La lluvia se convirtió en granizada; el granizo caía sobre la carrocería del coche y tamborileaba con ruido apagado sobre el techo afelpado en su interior. De pronto la granizada volvió a ser lluvia. Pensó en el extraño comportamiento de Otto. Siempre le había parecido un tipo raro, misterioso, pero ahora era algo más; aunque resultaba comprensible, suponía, después de todo lo que había pasado; había una extraña malevolencia en él, que parecía haberse intensificado, como si el hecho de que él, y sólo él, hubiera sobrevivido al accidente fuera una broma, un chiste macabro y extrañamente personal. Y su raro comentario sobre su hijo; quizás era cierto que fue Carrie la que lo dejó a él, pero de todos modos la observación de Otto sobre Fabián, de que éste siempre tenía problemas con las mujeres, le sorprendía. ¿Qué había querido decir? ¿Podía ser que Fabián fuese gay? ¿Era posible que Otto y Fabián hubieran sido amantes? Volvió a pensar en Carrie. Una chica tan insignificante como bonita, con su cabello rubio, lacado a lo punky, y su chillón acento del sur de Londres. Con qué sensación de temor y admiración recorrió la casa.
«Me parece estar en Buckingham Palace», había comentado con admiración. Alex sonrió al recordarlo, aunque le costó trabajo que la sonrisa aflorara a sus labios.
«La verdad es que me gustan las fregonas, mamá», le había dicho Fabián.
¡Dios mío!, su hijo podía ser terriblemente esnob en ocasiones y hacer algo que estaba fuera de lugar, como llevar a casa, en Navidad, una chica como aquélla, para divertirse con ella, como si se tratara de un juego. Alex trató de recordar la razón de la presencia de la chica en Cambridge… ¡Ah, sí…! Había estado escribiendo algo para una rara revista de extrema izquierda, algo relacionado con la ecología.
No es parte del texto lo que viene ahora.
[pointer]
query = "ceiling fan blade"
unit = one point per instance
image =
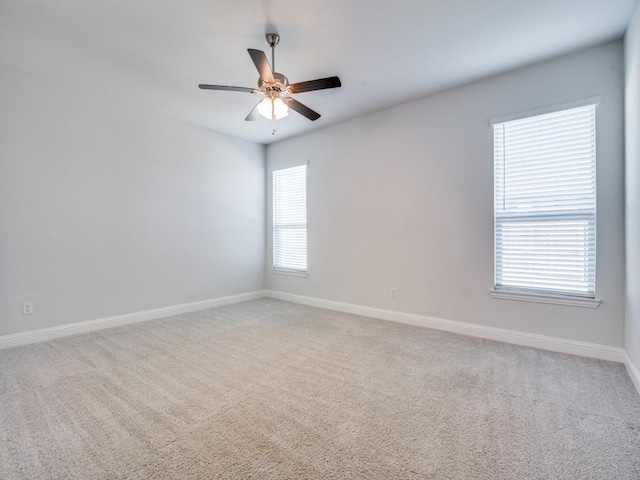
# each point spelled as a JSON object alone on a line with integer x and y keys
{"x": 320, "y": 84}
{"x": 253, "y": 114}
{"x": 301, "y": 109}
{"x": 262, "y": 64}
{"x": 225, "y": 87}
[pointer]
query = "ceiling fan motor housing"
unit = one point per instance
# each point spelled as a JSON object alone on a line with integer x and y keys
{"x": 279, "y": 86}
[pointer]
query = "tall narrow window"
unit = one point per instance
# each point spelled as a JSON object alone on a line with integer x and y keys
{"x": 290, "y": 219}
{"x": 545, "y": 203}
Recordó que ella y su hijo habían pasado en coche por el barrio de Streatham y Fabián le había mostrado uno de esos enormes y feos edificios de pisos que construye el ayuntamiento para la clase obrera y le dijo que era allí donde vivía la madre de Carrie.
De repente oyó un ruido agudo, como un chirriar, en el parabrisas y sintió miedo; la pasó un automóvil por la calzada de adelantamiento y las sucias salpicaduras de sus ruedas casi la cegaron por un momento; se produjo un nuevo roce en el parabrisas y otro.
Se aclaró el agua que le había lanzado el coche al adelantarla y Alex se quedó mirando, paralizada de horror, la rosa roja que se había enganchado en el limpiaparabrisas y que producía aquel chirrido al moverse arrastrada de un lado para otro sobre el parabrisas.